Wednesday, August 26, 2015

[Review] The End of the Tour

Jason Segel and Jesse Eisenberg star in this profile renowned author David Foster Wallace, who committed suicide at the age of 46. The End of the Tour is based on one of his complex and revealing interviews with Rolling Stone journalist David Lipsky. The film is essentially one really long conversation, but it's a thought-provoking and well-acted one.

Sick of writing about Boy Bands, David Lipsky (Eisenberg) is granted permission to do a story on the long-haired, bandana-wearing David Foster Wallace (Segel) during his book tour for his bestseller Infinite Jest. Once the two get past the awkward introductions and dissect the conscious nature of an interview, a sort of solemn bromance forms. They discuss a vast array of topics - from music, food, dogs, depression, movies, and masturbation. In fact, the film blatantly avoids talking about the actual writing process. The rest of the way, Lipsky is caught between either being respectful to a guy he admires, or prying for the best (and juiciest) story possible.

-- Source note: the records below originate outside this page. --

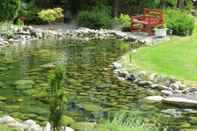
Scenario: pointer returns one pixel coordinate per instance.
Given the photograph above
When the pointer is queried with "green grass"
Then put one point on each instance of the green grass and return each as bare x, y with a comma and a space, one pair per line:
176, 57
125, 122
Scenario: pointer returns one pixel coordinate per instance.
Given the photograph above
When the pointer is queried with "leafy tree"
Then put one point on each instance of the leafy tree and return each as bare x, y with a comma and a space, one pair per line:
9, 9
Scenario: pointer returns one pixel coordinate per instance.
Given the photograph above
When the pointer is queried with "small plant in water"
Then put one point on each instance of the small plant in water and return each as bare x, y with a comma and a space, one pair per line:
125, 122
57, 99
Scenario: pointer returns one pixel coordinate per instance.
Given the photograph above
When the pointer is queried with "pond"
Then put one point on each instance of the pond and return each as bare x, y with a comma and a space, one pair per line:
93, 91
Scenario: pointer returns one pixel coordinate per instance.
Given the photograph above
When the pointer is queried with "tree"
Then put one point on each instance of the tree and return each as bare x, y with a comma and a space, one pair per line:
9, 9
115, 8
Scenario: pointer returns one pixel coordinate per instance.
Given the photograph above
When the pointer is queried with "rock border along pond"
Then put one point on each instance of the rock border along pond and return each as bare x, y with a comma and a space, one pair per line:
172, 91
28, 33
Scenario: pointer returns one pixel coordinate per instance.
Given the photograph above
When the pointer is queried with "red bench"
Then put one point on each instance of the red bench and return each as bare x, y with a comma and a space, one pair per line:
148, 21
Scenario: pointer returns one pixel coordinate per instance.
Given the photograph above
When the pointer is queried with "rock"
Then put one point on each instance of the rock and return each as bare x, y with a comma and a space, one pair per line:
144, 83
182, 101
166, 93
154, 98
7, 119
173, 112
159, 87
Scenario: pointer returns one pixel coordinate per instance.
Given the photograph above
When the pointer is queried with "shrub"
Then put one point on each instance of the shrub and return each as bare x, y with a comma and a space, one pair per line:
124, 122
179, 22
125, 22
30, 11
51, 15
8, 9
97, 18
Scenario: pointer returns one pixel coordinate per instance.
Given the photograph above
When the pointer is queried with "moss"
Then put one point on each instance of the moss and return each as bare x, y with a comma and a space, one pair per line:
67, 121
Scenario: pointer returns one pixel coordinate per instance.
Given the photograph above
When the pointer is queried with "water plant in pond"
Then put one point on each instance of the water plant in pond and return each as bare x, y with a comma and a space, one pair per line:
124, 122
57, 97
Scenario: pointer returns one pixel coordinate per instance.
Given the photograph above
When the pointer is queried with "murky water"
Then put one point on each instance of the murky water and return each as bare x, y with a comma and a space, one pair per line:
93, 91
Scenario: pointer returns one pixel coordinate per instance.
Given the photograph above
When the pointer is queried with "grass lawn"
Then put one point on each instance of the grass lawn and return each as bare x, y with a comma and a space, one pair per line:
177, 57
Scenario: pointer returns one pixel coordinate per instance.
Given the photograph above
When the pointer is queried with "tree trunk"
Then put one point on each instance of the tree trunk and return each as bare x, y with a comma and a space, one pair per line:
115, 7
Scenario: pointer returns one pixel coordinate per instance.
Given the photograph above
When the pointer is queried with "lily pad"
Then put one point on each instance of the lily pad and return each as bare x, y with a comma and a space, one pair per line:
82, 126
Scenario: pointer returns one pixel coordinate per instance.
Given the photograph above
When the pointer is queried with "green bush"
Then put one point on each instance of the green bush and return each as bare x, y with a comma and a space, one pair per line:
8, 9
30, 11
125, 122
96, 18
179, 22
51, 15
125, 22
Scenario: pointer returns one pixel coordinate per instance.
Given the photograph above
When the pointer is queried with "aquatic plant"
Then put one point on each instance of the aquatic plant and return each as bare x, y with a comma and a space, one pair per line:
57, 97
125, 122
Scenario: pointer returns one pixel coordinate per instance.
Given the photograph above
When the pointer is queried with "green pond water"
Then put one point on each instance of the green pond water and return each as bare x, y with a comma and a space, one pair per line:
94, 93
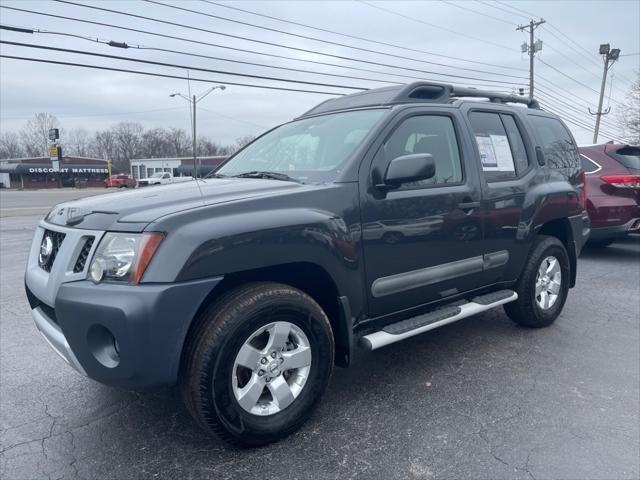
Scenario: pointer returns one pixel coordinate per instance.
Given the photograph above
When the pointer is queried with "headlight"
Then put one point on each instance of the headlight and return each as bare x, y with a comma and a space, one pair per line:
123, 257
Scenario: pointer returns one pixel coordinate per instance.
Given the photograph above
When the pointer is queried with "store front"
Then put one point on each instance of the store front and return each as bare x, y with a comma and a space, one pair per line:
38, 172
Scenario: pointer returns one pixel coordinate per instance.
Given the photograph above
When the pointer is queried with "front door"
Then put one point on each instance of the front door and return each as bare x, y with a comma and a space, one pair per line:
422, 241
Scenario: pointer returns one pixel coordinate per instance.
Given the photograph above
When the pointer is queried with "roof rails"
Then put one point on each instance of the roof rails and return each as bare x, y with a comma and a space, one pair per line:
417, 92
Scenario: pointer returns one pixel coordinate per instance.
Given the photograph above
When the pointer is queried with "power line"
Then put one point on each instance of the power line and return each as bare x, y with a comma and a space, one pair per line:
173, 65
526, 14
398, 14
578, 48
571, 107
273, 44
548, 100
466, 8
347, 35
330, 42
163, 75
502, 10
112, 114
200, 42
182, 52
575, 121
572, 78
576, 100
233, 118
126, 45
569, 119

If you're familiar with Eisenberg's past work, you won't be surprised to know that he's completely in his element here, putting on a solid performance as a fascinated and somewhat nerdy journalist. And if you're familiar with Jason Segel's past work, you'll know that his repertoire has been dominated by comedies, both on TV and film--which is why it's so compelling to see him in such a serious, nuanced, and even dark role. He does it masterfully. I'm sure he's had it in him, but we just didn't know it. He nails the sophisticated, post-hippie cadence and he skillfully presents himself as an introspective over-thinker, with a sadness and agitation that emerges through the surface. Even if he doesn't get Oscar recognition for this, he's sure to gain some awards attention among indie circuits.

The End of the Tour is a sombering (it's a word now) portrait of loneliness, skewed reputations, and the lines between journalist and friend. It also makes sure to not glorify the idea of the "tortured writer". Not everyone will be interested in this film, and it slightly drags toward the end, but if you're down for some great performance and existential discussions, The End of the Tour couldn't be any more fitting.


Tuesday, August 25, 2015

[Review] She's Funny That Way

She's Funny That Way is a screwball ensemble rom-com with an endearing cast of Imogen Poots, Owen Wilson, Jennifer Anniston, Will Forte, and Kathyrn Hahn. Peter Bogdanovich directs, and Wes Anderson and Noah Baumbach are listed as executive producers, so it's kind of surprising that the film is such a mediocre romp.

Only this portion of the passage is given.